Kitsis et Horowitz – / Film

Apple a ressuscité la série d’anthologie de Steven Spielberg Histoires étonnantes dans le cadre de son service de streaming Apple TV +, la première de leurs émissions soit une renaissance d’une émission préexistante. La série originale s’est déroulée de 1985 à 1987 sur NBC. La première saison d’Apple se compose de cinq heures d’histoires.

Le premier épisode de la nouvelle série met en vedette Dylan O’Brien en tant qu’homme moderne qui voyage dans le temps à travers le sous-sol d’une maison qu’il restaure. L’épisode 2 raconte l’histoire d’au-delà d’un coureur (Hailey Kilgore) qui se fait renverser par une voiture, mais qui reste pour aider son amie (E’myri Crutchfield). Le nouvel épisode met en vedette Robert Forster en tant que grand-père qui obtient des super pouvoirs d’un vieil anneau de jouet.

Edward Kitsis et Adam Horowitz servir de showrunners sur les nouvelles histoires étonnantes. Leurs crédits précédents incluent la création et l’exécution de Once Upon a Time et l’écriture et la production de Lost. Kitsis et Horowitz ont discuté avec / Film par téléphone cette semaine de Amazing Stories et un peu de leur série prequel Beauty and the Beast pour Disney +. De nouveaux épisodes de Amazing Stories sortent le vendredi sur Apple TV +.

Y a-t-il jamais été question d’utiliser l’original Histoires étonnantes chanson du thème?

Horowitz: Non. Le thème de John Williams était tellement emblématique. Dès le premier jour, c’était un must pour nous et toutes les personnes impliquées savaient qu’il n’y avait vraiment aucun moyen de le faire sans cela.

Comment avez-vous trouvé une nouvelle animation pour cela?

Kitsis: Nous avons embauché une société de titres et, fondamentalement, nous avons vraiment presque tout de suite passé un an à passer en revue le développement avec eux. Il suffit de regarder différentes images et animations et de se produire progressivement au cours de la dernière année.

Horowitz: C’était un effort de collaboration. Ils ont fait un travail incroyable. Ils ont travaillé avec nous et avec Amblin et Steven ont contribué à tout cela. C’était un long processus pour essayer de l’amener à l’endroit où il se trouve maintenant et nous sommes devenus plus précis alors que nous commencions à tourner les épisodes et à y mettre des images.

Kitsis: Le nom de l’entreprise est Elastic. Ils sont phénoménaux. Ils ont fait tellement de titres que vous avez vus.

Horowitz: Si vous regardez dans la séquence de titres pendant que vous regardez les épisodes, vous voyez que les images des différents épisodes sont incorporées dans la séquence de titres.

Quelle a été la décision de passer une heure complète par rapport à la demi-heure de la plupart des Histoires étonnantes?

Horowitz: Je pense qu’il s’agissait moins d’une décision consciente que les épisodes devraient être d’une heure ou d’une demi-heure que lorsque nous avons discuté du genre d’histoires que nous voulions raconter, une sorte de longueur qui s’est révélée à nous, qui est cette longueur de 45 à 50 minutes qui senti juste pour la taille des histoires que nous racontions. Il s’agissait vraiment de laisser les histoires dicter la longueur plutôt que d’essayer de lui imposer un calendrier arbitraire.
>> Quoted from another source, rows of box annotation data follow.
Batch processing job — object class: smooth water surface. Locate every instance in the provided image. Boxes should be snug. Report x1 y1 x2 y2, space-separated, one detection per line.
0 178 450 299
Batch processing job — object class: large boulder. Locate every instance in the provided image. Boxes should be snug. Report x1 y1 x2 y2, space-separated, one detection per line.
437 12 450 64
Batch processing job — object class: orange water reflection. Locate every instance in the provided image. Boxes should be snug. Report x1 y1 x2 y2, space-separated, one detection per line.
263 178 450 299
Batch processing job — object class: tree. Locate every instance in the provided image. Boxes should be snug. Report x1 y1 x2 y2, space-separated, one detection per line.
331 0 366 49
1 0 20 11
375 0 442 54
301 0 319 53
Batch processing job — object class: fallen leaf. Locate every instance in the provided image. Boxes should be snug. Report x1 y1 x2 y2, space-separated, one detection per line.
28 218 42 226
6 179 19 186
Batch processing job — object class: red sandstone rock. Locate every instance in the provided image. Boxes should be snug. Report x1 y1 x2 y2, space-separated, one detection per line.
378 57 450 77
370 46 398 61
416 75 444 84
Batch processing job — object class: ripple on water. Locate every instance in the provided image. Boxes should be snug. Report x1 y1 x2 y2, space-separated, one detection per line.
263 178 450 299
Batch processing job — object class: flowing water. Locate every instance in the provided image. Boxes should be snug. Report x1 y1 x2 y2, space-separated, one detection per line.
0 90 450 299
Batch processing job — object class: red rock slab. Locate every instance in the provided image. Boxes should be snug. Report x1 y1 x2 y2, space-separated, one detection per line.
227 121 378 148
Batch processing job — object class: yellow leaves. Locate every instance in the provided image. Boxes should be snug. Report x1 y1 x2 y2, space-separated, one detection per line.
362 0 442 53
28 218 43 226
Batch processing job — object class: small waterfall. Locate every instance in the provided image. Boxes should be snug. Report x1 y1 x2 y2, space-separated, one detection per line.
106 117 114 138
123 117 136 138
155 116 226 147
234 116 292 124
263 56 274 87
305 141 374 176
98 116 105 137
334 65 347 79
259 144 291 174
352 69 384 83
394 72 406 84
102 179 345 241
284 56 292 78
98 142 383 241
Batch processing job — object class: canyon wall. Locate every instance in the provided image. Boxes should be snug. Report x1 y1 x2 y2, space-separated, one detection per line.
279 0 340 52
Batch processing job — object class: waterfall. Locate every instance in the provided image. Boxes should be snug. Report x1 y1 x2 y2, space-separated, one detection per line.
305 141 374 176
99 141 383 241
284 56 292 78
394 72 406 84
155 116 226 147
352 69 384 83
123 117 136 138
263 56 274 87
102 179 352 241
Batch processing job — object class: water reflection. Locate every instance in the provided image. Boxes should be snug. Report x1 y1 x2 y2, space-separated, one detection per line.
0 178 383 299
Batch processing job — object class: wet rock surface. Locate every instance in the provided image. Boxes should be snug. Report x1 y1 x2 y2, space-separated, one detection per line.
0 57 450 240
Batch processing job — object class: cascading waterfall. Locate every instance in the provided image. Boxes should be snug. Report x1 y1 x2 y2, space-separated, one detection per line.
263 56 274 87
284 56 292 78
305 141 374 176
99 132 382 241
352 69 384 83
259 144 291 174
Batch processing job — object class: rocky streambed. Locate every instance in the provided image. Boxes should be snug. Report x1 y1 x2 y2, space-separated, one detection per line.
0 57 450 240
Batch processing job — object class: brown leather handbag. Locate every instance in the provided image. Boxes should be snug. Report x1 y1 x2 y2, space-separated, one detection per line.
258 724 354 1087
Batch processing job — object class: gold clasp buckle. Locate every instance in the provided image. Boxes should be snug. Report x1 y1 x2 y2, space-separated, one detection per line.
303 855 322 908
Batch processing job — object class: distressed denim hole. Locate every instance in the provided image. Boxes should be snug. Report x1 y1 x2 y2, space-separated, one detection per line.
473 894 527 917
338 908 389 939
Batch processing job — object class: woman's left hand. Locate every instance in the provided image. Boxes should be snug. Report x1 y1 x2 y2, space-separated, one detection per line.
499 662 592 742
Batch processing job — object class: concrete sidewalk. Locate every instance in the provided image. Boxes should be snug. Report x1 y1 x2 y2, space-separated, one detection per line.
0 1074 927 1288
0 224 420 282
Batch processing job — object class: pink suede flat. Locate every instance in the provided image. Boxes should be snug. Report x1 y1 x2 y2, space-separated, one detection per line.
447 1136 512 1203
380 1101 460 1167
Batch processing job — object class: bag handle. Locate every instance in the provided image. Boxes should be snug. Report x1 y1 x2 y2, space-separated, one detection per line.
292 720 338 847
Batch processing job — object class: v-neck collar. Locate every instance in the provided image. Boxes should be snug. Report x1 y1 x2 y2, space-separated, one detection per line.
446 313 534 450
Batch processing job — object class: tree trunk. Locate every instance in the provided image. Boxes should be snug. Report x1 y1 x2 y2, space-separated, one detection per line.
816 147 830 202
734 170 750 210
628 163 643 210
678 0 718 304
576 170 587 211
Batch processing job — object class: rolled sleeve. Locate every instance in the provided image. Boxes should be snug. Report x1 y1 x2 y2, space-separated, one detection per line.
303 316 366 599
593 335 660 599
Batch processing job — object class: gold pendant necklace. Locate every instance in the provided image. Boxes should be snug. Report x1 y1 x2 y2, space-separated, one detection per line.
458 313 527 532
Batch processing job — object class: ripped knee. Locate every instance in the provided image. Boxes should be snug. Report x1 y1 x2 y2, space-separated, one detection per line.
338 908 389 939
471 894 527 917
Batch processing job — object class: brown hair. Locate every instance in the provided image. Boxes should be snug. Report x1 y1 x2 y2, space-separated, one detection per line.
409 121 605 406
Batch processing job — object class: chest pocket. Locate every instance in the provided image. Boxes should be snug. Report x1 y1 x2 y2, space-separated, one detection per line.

Les histoires peuvent-elles être plus audacieuses sur le streaming que sur le réseau?

Kitsis: Je dirais que je pense que oui, bien sûr. Je pense que l’envie de ce spectacle est celle d’un spectacle pour tous les âges. Je pense qu’il y avait beaucoup d’avantage dans l’épisode deux, mais pourtant nous n’essayons pas d’être Black Mirror. Ce n’est pas l’intention de notre émission. Le but de notre émission est que les gens, comme un grand film d’été, où tout le monde dans la famille puisse en retirer quelque chose et le regarder. Donc, pour nous, nous pensons que les épisodes ont un avantage, mais ce qu’ils n’ont pas, c’est la morosité. Nous avons de l’espoir. Et souvent, j’ai l’impression que cela se confond dans la critique et les gens disent: “Oh, il n’y a pas d’avantage.” Il y a un bord. Ce qu’il n’est pas sombre à la fin. C’est plein d’espoir et c’est ce que nous avons décidé de faire.

C’est vrai et je ne pense pas non plus avoir entendu de grossièretés.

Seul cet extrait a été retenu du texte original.